1. Technical Field
The present invention relates generally to protected operating kernels for data processing systems. Specifically, the present invention is directed to an encrypted operating kernel that is updateable through extensions.
2. Description of the Related Art
Many, if not most, modern operating systems and the hardware platforms that support them provide some form of facility for “memory protection.” Each application is allocated memory by the operating system and must access only those addresses in memory allocated to it. If a process attempts to access memory that is outside of the memory regions allocated to it, the illegal access attempt is detected by the operating system as an error (often called a “protection fault” or “segmentation fault”) and the offending process is terminated before disaster occurs. Memory protection can prevent many system crashes or other destructive behavior caused by software errors or malicious code (“malware”). Another important reason for restricting access to certain memory locations is to prevent proprietary or security-sensitive data or code from being examined by user-level processes, so as to prevent the creation of malware or the reverse engineering or unauthorized copying of proprietary information.
Although memory protection schemes are very useful, particularly for running today's very complex software, the protection schemes themselves increase the complexity of the computing hardware and the operating systems it supports. In some applications, this added complexity is highly undesirable. For example, a processor intended for high-end multimedia or real-time computationally intensive applications may have multiple specialized processor cores (such as specialized vector processing cores) on a single chip for intensive number-crunching. In such instances, the added hardware and software complexity involved in implementing conventional memory protection for each core's local memory could severely impact the attainable degree of parallelism as well as the performance of each individual processor core.

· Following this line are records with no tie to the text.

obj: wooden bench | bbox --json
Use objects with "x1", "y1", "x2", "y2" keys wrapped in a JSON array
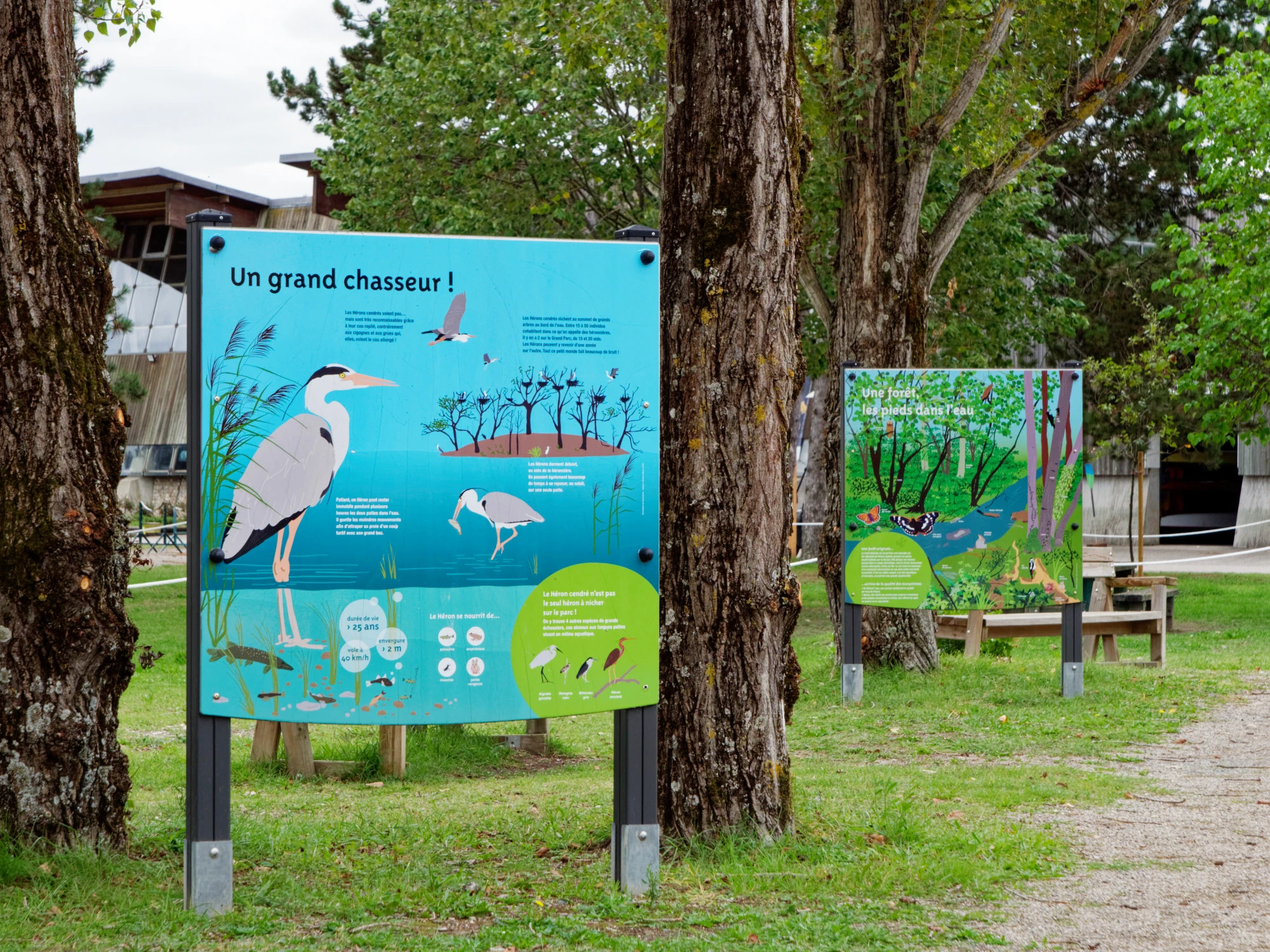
[{"x1": 935, "y1": 579, "x2": 1177, "y2": 668}]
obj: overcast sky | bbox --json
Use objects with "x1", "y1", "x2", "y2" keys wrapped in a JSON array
[{"x1": 75, "y1": 0, "x2": 352, "y2": 198}]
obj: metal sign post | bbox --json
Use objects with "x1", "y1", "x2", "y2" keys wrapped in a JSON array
[{"x1": 185, "y1": 211, "x2": 234, "y2": 915}]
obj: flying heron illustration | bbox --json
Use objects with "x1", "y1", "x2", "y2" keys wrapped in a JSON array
[
  {"x1": 450, "y1": 489, "x2": 542, "y2": 561},
  {"x1": 423, "y1": 292, "x2": 475, "y2": 348},
  {"x1": 208, "y1": 363, "x2": 396, "y2": 647},
  {"x1": 530, "y1": 645, "x2": 568, "y2": 684},
  {"x1": 603, "y1": 638, "x2": 630, "y2": 671}
]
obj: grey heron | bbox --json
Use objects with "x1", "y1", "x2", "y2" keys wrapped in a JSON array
[
  {"x1": 450, "y1": 489, "x2": 542, "y2": 561},
  {"x1": 208, "y1": 363, "x2": 396, "y2": 649},
  {"x1": 423, "y1": 292, "x2": 476, "y2": 347}
]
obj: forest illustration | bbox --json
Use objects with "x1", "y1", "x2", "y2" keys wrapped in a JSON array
[
  {"x1": 843, "y1": 369, "x2": 1083, "y2": 611},
  {"x1": 423, "y1": 367, "x2": 653, "y2": 457}
]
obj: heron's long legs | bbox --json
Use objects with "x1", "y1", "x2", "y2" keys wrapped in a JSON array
[
  {"x1": 273, "y1": 513, "x2": 305, "y2": 581},
  {"x1": 282, "y1": 589, "x2": 300, "y2": 641}
]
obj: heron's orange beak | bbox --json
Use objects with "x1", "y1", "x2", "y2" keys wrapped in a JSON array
[{"x1": 348, "y1": 373, "x2": 396, "y2": 387}]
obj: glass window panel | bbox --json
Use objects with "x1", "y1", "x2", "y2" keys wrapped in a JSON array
[
  {"x1": 163, "y1": 258, "x2": 185, "y2": 284},
  {"x1": 119, "y1": 225, "x2": 146, "y2": 259},
  {"x1": 146, "y1": 443, "x2": 171, "y2": 472},
  {"x1": 146, "y1": 225, "x2": 171, "y2": 258},
  {"x1": 121, "y1": 446, "x2": 150, "y2": 476}
]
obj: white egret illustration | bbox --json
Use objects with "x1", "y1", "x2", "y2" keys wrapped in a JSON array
[
  {"x1": 450, "y1": 489, "x2": 544, "y2": 561},
  {"x1": 530, "y1": 645, "x2": 560, "y2": 684},
  {"x1": 208, "y1": 363, "x2": 396, "y2": 649}
]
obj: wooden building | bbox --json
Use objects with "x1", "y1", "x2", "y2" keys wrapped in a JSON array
[{"x1": 80, "y1": 152, "x2": 348, "y2": 513}]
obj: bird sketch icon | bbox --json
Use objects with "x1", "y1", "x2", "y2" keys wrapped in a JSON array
[{"x1": 196, "y1": 227, "x2": 660, "y2": 725}]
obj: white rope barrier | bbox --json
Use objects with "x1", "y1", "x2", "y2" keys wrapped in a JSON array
[
  {"x1": 1085, "y1": 519, "x2": 1270, "y2": 539},
  {"x1": 128, "y1": 522, "x2": 185, "y2": 536},
  {"x1": 128, "y1": 579, "x2": 184, "y2": 589}
]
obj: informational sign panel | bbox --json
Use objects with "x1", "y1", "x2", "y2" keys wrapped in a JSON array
[
  {"x1": 192, "y1": 235, "x2": 659, "y2": 725},
  {"x1": 842, "y1": 367, "x2": 1083, "y2": 611}
]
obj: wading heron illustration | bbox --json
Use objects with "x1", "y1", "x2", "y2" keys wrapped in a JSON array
[
  {"x1": 530, "y1": 645, "x2": 560, "y2": 684},
  {"x1": 602, "y1": 638, "x2": 630, "y2": 671},
  {"x1": 450, "y1": 489, "x2": 544, "y2": 561},
  {"x1": 423, "y1": 292, "x2": 475, "y2": 348},
  {"x1": 208, "y1": 363, "x2": 396, "y2": 649}
]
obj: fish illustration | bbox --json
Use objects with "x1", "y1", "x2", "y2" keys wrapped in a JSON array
[{"x1": 207, "y1": 645, "x2": 296, "y2": 671}]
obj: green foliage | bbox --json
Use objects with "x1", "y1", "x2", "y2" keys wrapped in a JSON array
[
  {"x1": 75, "y1": 0, "x2": 163, "y2": 46},
  {"x1": 1160, "y1": 39, "x2": 1270, "y2": 446},
  {"x1": 319, "y1": 0, "x2": 665, "y2": 237},
  {"x1": 1085, "y1": 286, "x2": 1185, "y2": 459}
]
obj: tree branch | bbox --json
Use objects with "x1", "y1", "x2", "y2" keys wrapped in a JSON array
[
  {"x1": 926, "y1": 0, "x2": 1191, "y2": 294},
  {"x1": 922, "y1": 0, "x2": 1017, "y2": 149},
  {"x1": 798, "y1": 251, "x2": 833, "y2": 329}
]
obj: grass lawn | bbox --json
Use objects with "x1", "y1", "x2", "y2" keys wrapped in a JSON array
[{"x1": 0, "y1": 569, "x2": 1270, "y2": 952}]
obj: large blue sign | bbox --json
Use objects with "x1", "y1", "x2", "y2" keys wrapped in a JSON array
[{"x1": 192, "y1": 235, "x2": 659, "y2": 725}]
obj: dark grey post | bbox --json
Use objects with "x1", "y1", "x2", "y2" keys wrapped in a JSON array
[
  {"x1": 610, "y1": 225, "x2": 662, "y2": 896},
  {"x1": 842, "y1": 607, "x2": 865, "y2": 704},
  {"x1": 838, "y1": 360, "x2": 865, "y2": 704},
  {"x1": 610, "y1": 704, "x2": 662, "y2": 896},
  {"x1": 185, "y1": 211, "x2": 234, "y2": 915}
]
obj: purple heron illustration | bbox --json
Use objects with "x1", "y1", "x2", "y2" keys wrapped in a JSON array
[
  {"x1": 423, "y1": 292, "x2": 475, "y2": 348},
  {"x1": 450, "y1": 489, "x2": 542, "y2": 561},
  {"x1": 208, "y1": 363, "x2": 396, "y2": 649}
]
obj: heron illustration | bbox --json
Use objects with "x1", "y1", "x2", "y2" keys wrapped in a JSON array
[
  {"x1": 208, "y1": 363, "x2": 396, "y2": 649},
  {"x1": 530, "y1": 645, "x2": 568, "y2": 684},
  {"x1": 450, "y1": 489, "x2": 544, "y2": 561},
  {"x1": 603, "y1": 638, "x2": 630, "y2": 671},
  {"x1": 423, "y1": 292, "x2": 476, "y2": 347}
]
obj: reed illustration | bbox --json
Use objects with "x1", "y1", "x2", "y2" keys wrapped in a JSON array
[
  {"x1": 310, "y1": 605, "x2": 339, "y2": 685},
  {"x1": 380, "y1": 546, "x2": 398, "y2": 628},
  {"x1": 225, "y1": 622, "x2": 255, "y2": 716}
]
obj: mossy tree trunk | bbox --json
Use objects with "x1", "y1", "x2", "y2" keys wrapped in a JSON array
[
  {"x1": 0, "y1": 0, "x2": 136, "y2": 845},
  {"x1": 658, "y1": 0, "x2": 803, "y2": 835},
  {"x1": 800, "y1": 0, "x2": 1191, "y2": 670}
]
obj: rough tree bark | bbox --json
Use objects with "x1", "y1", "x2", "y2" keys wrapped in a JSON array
[
  {"x1": 0, "y1": 0, "x2": 136, "y2": 845},
  {"x1": 658, "y1": 0, "x2": 804, "y2": 835},
  {"x1": 800, "y1": 0, "x2": 1190, "y2": 670}
]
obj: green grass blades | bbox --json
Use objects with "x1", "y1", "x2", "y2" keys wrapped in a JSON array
[{"x1": 0, "y1": 569, "x2": 1270, "y2": 952}]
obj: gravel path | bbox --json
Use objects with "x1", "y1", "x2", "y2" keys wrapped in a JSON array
[{"x1": 980, "y1": 682, "x2": 1270, "y2": 952}]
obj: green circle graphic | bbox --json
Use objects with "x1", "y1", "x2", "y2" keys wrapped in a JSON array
[
  {"x1": 843, "y1": 532, "x2": 932, "y2": 608},
  {"x1": 512, "y1": 562, "x2": 658, "y2": 717}
]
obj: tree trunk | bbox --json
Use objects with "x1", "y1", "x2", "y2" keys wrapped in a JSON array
[
  {"x1": 658, "y1": 0, "x2": 803, "y2": 835},
  {"x1": 0, "y1": 0, "x2": 137, "y2": 845}
]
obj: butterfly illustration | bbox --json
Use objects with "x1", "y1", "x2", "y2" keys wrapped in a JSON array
[
  {"x1": 890, "y1": 513, "x2": 940, "y2": 536},
  {"x1": 856, "y1": 505, "x2": 881, "y2": 526}
]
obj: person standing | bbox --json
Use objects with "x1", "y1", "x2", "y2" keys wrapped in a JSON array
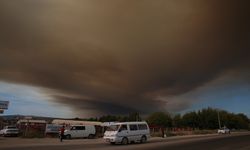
[{"x1": 60, "y1": 126, "x2": 65, "y2": 142}]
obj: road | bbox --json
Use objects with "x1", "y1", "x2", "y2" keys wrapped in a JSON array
[{"x1": 0, "y1": 132, "x2": 250, "y2": 150}]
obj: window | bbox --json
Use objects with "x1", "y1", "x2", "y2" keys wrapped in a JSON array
[
  {"x1": 129, "y1": 124, "x2": 138, "y2": 131},
  {"x1": 107, "y1": 125, "x2": 119, "y2": 131},
  {"x1": 138, "y1": 124, "x2": 148, "y2": 130}
]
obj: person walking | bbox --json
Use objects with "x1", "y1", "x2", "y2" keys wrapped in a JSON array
[{"x1": 60, "y1": 126, "x2": 65, "y2": 142}]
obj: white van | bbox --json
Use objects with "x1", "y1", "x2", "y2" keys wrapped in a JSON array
[
  {"x1": 103, "y1": 122, "x2": 150, "y2": 145},
  {"x1": 64, "y1": 125, "x2": 96, "y2": 139}
]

Further, it may be desirable for certain kinds of program code to have different levels of privilege with regard to a system's memory protection and other resources. For example, some operating systems, such as the open-source Linux operating system, have extensible kernels, which allow additional kernel-level code (such as a device driver) to be loaded in at runtime (in the form of “kernel modules”) to augment an existing operating system kernel. Because they fulfill a supervisory and administrative role in a computer, operating system kernels are generally designed to operate in a “privileged mode,” in which the kernel has access to all memory addresses and other system resources. Where kernel modules may come from untrusted sources, however, it may not be desirable to provide a kernel module unfettered access to all memory addresses and system resources. It would be safer to allow the module only the degree of privilege necessary to accomplish its intended purpose.
What is needed, therefore, is a method of protecting sensitive data and code from unauthorized reads and writes without relying on the additional complexity of protection-fault-detection mechanisms, which also allows for differing levels of privilege. The present invention provides a solution to this and other problems, and offers other advantages over previous solutions.